RALEIGH, N.C. (WNCN) — On Thursday, the House Health Committee will hear the “Rural Healthcare Access and Savings Plan”, which is the House’s alternative response to the Senate bill that would expand Medicaid, House Speaker Tim Moore said.
Senate Bill 408, the “Rural Healthcare Access and Savings Plan”, will create a legislative Medicaid Rate Modernization and Savings Oversight Committee and increase access to healthcare in rural areas, according to an announcement from House Speaker Tim Moore’s office.
Some of the benefits to the State include:
- $1.5 billion in federal Medicaid receipts from the ARPA enhancement that will enable the State to re-direct General Fund dollars to other priorities. $1 billion of this total would be used to address substance abuse and mental health;
- $3.1 billion in additional HASP reimbursements to support hospitals without spending additional General Fund dollars;
- Up to $60 million in additional gross premiums tax from the HASP reimbursements would go into the General Fund;
- An additional $4.5-5 billion annually in federal Medicaid receipts to support the new eligibility category.

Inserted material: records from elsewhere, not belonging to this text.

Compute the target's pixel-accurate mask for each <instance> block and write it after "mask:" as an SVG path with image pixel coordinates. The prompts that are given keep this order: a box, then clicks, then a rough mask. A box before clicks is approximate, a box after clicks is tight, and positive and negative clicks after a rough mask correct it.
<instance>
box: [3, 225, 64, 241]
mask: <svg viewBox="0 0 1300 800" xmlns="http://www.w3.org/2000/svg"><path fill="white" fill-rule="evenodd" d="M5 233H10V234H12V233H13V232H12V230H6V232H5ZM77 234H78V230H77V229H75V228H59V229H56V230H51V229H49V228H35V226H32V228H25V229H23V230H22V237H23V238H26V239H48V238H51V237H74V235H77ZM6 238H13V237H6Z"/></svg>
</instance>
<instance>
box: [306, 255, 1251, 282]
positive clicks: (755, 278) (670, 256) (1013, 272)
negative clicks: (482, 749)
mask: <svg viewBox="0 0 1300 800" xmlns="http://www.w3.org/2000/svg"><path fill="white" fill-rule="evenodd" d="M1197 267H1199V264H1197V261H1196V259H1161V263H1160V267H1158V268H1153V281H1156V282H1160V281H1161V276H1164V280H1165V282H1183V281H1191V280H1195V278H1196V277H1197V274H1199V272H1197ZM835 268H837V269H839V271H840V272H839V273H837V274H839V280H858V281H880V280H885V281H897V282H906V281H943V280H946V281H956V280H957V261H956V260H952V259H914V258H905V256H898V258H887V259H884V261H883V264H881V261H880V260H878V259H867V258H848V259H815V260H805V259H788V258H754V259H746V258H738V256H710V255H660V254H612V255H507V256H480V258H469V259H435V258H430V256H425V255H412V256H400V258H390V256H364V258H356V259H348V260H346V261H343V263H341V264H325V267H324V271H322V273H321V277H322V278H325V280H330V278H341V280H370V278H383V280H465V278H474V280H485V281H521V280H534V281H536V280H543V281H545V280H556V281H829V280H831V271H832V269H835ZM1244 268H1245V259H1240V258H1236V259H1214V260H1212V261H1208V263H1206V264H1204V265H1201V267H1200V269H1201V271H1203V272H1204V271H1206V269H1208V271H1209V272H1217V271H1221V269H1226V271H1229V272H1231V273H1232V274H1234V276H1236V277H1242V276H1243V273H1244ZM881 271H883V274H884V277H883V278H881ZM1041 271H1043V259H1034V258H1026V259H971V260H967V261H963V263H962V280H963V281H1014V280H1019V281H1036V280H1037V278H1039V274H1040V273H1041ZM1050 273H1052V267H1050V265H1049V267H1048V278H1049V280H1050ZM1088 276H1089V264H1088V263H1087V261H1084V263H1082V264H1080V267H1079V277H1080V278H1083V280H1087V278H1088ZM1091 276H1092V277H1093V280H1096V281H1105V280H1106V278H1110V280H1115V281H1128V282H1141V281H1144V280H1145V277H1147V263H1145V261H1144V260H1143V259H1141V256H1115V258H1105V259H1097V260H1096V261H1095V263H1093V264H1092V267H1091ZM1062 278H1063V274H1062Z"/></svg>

If the Oversight Committee approves the plan, the General Assembly will vote on or after Dec. 16.
North Carolina is one of 12 states that has not expanded Medicaid since the passage of the Affordable Care Act.
Around 600,000 low-income people would qualify for coverage under Medicaid if the bill passes.
The federal government pays 90 percent of the cost for states to expand Medicaid.
Additionally, Senator Phil Berger released a statement about the proposal of the bill.
“So, the House has gone from ‘No,’ to ‘Let’s study it again.’ Remember, we authorized a study in last year’s budget. It is past time for action. The House should pass the Senate version of House Bill 149, or we should agree to incorporate it into the budget.”
In May, CBS 17’s Michael Hyland reported that Berger is now convinced the federal government will pay its fair share for Medicaid.
“We need coverage in North Carolina for the working poor. Second, there is no fiscal risk to the state budget moving forward with this proposal. And, finally, our Medicaid program over the past years has been reformed and transformed,” he said in May.